None of this is Mine is a forty-four-minute concept album larger than Marivon’s Jill McKenna, featuring a diverse circle of fourteen musicians based in twelve cities ranging from New York to Banff. It would be a mistake to see McKenna as the center of this work as she is much rather the first stitch in the thread that brought this project together amidst an even longer lineage of music.
The record speaks to the reality that music is a story longer than just ourselves or anyone else, especially when you feel like an island. The lyrics strip down the familiar fears of being “a little too good at being alone.” And alone, it seems like this album focuses on the often-brutal perpetuity of existing, yet in the greater context, it reflects a sort of kindness and vulnerability. We are shaping the universal story together.
Vulnerability allowed McKenna to unapologetically mix genres in one space, highlighting her songwriting abilities and voice as the newest instrument in her repertoire. From her years as a child learning to play the drums, to studying jazz and the upright bass, it might seem like a strange idea to use the ukulele in the record, but this allows the tenderness of the album to become something palpable.
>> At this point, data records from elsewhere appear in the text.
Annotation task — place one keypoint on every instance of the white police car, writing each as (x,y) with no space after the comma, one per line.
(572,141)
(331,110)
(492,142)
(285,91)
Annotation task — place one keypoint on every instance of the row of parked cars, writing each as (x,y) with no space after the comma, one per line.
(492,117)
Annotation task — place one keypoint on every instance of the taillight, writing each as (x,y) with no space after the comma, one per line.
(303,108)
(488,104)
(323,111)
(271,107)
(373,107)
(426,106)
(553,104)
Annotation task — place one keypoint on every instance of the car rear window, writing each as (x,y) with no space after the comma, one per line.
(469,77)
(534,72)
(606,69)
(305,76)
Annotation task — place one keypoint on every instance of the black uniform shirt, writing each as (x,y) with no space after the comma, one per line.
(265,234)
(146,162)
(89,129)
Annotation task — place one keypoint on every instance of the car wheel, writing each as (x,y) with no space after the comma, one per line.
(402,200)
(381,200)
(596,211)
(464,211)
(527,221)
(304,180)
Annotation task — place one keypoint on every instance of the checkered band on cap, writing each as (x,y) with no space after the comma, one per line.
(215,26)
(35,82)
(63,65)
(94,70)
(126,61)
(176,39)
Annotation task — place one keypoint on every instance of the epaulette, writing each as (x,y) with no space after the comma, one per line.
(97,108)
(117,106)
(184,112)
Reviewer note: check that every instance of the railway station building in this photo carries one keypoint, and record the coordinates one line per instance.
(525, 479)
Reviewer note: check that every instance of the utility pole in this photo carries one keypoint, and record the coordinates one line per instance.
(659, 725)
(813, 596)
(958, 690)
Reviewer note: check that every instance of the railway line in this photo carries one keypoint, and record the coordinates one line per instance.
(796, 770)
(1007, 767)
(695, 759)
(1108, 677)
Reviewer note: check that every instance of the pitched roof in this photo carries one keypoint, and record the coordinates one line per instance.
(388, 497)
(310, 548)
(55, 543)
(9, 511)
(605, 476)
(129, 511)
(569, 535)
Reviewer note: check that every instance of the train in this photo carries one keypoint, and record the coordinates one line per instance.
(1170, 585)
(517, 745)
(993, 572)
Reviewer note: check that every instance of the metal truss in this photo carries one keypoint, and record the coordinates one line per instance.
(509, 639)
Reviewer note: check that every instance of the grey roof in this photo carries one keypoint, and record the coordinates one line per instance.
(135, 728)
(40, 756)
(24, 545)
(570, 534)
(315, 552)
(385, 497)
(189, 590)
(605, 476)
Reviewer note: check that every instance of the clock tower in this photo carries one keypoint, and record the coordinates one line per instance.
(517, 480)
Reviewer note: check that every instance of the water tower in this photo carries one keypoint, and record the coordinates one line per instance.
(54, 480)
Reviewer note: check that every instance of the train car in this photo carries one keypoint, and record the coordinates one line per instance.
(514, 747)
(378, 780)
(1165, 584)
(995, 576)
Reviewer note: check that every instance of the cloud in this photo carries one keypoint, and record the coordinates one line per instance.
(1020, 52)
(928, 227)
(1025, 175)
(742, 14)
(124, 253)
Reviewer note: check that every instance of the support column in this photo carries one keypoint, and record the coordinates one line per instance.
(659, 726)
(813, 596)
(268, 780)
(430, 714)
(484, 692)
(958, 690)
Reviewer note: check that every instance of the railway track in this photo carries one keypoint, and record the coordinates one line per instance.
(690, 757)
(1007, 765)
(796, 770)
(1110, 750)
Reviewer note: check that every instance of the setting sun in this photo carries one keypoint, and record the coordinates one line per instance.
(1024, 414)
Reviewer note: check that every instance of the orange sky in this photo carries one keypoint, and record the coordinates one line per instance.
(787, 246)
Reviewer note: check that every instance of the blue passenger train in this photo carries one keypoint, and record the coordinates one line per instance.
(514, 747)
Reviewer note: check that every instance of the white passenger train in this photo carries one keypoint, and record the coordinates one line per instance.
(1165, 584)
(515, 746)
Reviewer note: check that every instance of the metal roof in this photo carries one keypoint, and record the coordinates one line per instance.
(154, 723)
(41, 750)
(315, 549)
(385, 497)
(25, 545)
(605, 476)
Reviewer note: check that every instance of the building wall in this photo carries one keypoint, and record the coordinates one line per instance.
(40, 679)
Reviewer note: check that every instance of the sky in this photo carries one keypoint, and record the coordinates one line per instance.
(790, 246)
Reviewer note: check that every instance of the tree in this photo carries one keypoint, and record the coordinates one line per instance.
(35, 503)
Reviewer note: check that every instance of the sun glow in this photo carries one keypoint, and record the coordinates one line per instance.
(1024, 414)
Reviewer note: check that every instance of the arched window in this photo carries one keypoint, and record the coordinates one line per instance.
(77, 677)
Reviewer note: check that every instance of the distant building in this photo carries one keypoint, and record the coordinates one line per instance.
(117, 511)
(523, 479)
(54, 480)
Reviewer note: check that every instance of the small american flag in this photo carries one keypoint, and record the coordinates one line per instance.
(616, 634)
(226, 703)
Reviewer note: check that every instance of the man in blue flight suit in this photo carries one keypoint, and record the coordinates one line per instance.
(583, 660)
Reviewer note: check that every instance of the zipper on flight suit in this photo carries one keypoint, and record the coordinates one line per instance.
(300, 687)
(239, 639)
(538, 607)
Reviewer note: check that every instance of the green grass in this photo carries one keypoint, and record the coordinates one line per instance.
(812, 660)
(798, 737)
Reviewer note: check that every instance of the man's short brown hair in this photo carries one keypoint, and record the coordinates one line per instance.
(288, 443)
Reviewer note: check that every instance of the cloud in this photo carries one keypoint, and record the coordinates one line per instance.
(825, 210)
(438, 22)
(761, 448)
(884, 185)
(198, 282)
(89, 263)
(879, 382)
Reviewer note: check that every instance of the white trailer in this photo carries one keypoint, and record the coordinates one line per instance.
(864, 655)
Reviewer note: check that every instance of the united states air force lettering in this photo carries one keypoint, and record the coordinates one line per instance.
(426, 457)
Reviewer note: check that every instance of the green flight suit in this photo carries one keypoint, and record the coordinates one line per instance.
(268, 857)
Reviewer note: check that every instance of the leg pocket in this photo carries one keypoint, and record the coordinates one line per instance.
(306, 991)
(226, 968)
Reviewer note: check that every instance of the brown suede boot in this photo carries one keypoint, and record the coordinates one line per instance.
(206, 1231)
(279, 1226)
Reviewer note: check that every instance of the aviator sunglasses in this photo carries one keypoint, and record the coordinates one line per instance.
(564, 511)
Her love for ‘big band’ blends extremely well into this concept and allows for collaboration. The long list of eclectic musicians featured includes Geoff Hudson, Anna B Savage, Asuquomo, Lorke, Matthew Stevens and more.
This spirit of collaboration is sealed with the 17-line poem that forms the track list, written by neo-classical Canadian composer and poet Hannah Epperson. Here, the threads in this record can be hand drawn in a circle, just as McKenna did to help create the structure for Epperson to follow. As Marivon emerges onto the scene, I greatly admire the nods given to those who paved the way along the musical road. With both “Joni [Mitchell] and Fiona [Apple]” mentioned in the opening track, it is no doubt that their work influenced the album’s maximalist approach. No story is left behind. From jazz to hip-hop and everything in between, the division of genre is only a mere starting point that McKenna uses to shape the presentation of her work.It is from this kaleidoscope of ideas that she blossoms. None of this is mine, thus presents and answers a contradiction. We hold nothing and everything within this moment.
It is easy to feel alone in the vastness of existence, to build walls, and hide within, but this record reminds us that in learning to let go, we realize the connection we yearn for is still here. Life, just like music, comes and goes, yet somehow, these ephemeral moments we have together stretch without end.